There was a violent incident in the village moments prior to our arrival. A man came to the very small local market and savagely attacked his wife with a knife. The wife was accused of being unfaithful and that charge was never in question. The attacker was stopped from killing her and arrested by the local police but released a few hours later. Local medical services could bandage her wounds but little more. There was concern that her stomach had been punctured which meant death if not treated. Our missionary host provided the strongest antibiotics in his possession then all sat back to allow the culture to play out this little drama.
The men of the village could be observed sitting in a circle in the market debating the right course of action – while their wives and friends of the victim sat silently in another circle nearby (see photos). The traditional response would be that she deserved to be attacked since she was guilty. If she died it was the spirits or whatever serving out justice – the village should not intervene.
Our missionary friend John is very familiar with the culture. He has lived with the Moni since the age of 2 and Moni was his first language. He has walked with the Moni their entire journey from the Stone Age to the brink of modernity. After observing events for a day with a close eye on the medical condition of the victim, John made an interesting intervention. He reminded the men that many were now believers and recalled the biblical story of the woman accused of adultery. Jesus challenged the person without sin to cast the first stone.
John also reminded the men how quickly their culture and lives were changing – we visited the schools where the children of these Stone Age men were studying world geography, math and English. He suggested that they consider how the memory of this decision and its outcome would feel in 5 or 10 years. They would have to live with the consequences of their actions.
Everyone was aware that a private charter would arrive in two days to pick up Leona and myself. The night prior to our departure the men advised John that they would approve of flying the victim to medical care. The morning of the flight one of the men arrived with an envelope. They had collected some money to assist with expenses. We provided two seats on our charter and flew the woman and a friend to Timika – the support City for the Grasberg mine – the largest gold mine in the world.
Another notable experience in Moni country was a community pig roast. Pigs are very valuable and reserved for special occasions such as a wedding. We purchased a 30 kg pig for $US 400 from a nearby village and arranged a pig roast with the neighboring compound. They were delighted and volunteered to go to their mountain gardens to harvest vegetables and then produce the feast. We observed the complex process of heating rocks and creating a four-layer cooking pit. Everything was prepared with great care and arguably a very high level of cleanliness under the circumstances.

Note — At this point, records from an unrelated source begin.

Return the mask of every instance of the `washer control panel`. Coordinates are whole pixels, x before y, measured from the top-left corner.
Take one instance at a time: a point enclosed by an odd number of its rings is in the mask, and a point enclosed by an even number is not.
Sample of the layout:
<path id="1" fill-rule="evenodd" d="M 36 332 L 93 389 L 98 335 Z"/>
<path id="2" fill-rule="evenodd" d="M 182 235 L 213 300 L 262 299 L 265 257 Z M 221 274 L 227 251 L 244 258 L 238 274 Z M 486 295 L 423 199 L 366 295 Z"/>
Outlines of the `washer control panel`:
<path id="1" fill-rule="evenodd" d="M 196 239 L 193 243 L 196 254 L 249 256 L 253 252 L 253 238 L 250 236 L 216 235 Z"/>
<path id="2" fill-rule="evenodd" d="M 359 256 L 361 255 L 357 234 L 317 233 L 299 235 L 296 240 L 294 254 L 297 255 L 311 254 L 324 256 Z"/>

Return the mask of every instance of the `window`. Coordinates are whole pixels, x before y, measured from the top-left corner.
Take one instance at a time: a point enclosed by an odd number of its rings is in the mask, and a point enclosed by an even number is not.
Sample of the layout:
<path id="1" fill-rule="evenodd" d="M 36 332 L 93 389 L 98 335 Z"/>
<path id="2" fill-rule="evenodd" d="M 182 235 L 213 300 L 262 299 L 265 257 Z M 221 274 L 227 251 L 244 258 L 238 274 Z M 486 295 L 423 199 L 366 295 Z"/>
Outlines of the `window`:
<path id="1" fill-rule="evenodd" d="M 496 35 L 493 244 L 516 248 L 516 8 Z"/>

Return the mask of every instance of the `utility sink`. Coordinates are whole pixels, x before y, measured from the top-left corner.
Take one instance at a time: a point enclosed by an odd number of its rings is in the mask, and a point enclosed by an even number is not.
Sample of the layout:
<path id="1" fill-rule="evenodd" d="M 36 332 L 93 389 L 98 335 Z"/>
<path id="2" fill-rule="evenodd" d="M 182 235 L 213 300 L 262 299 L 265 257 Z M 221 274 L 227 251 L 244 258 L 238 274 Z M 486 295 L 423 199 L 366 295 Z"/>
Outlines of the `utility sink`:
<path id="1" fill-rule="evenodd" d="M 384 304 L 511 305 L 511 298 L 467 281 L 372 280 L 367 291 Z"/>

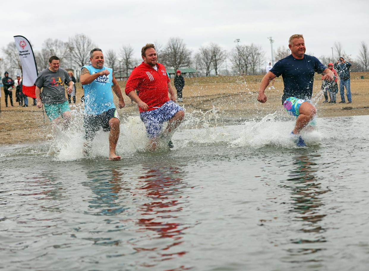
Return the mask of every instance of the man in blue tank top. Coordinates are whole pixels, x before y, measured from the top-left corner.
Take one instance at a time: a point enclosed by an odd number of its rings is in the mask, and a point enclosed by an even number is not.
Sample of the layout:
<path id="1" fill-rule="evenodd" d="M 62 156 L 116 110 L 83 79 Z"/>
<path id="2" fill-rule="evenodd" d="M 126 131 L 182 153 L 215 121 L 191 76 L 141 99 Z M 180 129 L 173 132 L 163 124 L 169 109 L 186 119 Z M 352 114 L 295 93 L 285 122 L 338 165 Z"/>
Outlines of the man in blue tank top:
<path id="1" fill-rule="evenodd" d="M 308 101 L 313 94 L 314 74 L 322 73 L 324 80 L 330 81 L 333 80 L 333 74 L 316 57 L 305 54 L 306 49 L 302 35 L 292 35 L 289 43 L 291 54 L 277 62 L 264 76 L 259 87 L 258 101 L 266 102 L 265 89 L 271 81 L 282 75 L 284 85 L 282 103 L 287 113 L 297 117 L 291 136 L 298 147 L 304 147 L 300 131 L 316 113 L 316 109 Z"/>
<path id="2" fill-rule="evenodd" d="M 120 88 L 113 70 L 104 66 L 101 49 L 95 48 L 90 54 L 91 65 L 84 66 L 80 79 L 85 95 L 84 126 L 86 130 L 85 153 L 88 154 L 96 132 L 102 127 L 109 134 L 109 160 L 120 160 L 115 154 L 119 137 L 119 116 L 114 103 L 111 89 L 119 99 L 118 107 L 124 107 Z"/>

We enjoyed the dozen varieties of vegetables plus the well-cooked pork. It was interesting to observe the interaction of the 20 or so men and women involved in producing this event. They worked seamlessly and effectively in the various tasks with few instructions and a complete absence of friction and conflict. It could have been a communal BBQ back home – but we might have argued more!
We left the Papua Highlands with a profound appreciation of these so- called ‘primitive’ people and the challenges they face. They are traveling a journey in one or two generations that our societies navigated – mostly violently – in millennia.
The modern age is arriving in the form of education, medicine, air travel and even sophisticated agriculture. Politics are on the way (many tribes are not thrilled to become part of Indonesia) soon to be followed by roads and mobile phones. However, the greatest challenge may be the ability to develop and appropriate the values and cultural norms that can assist them in navigating this journey. May they have more friends like John!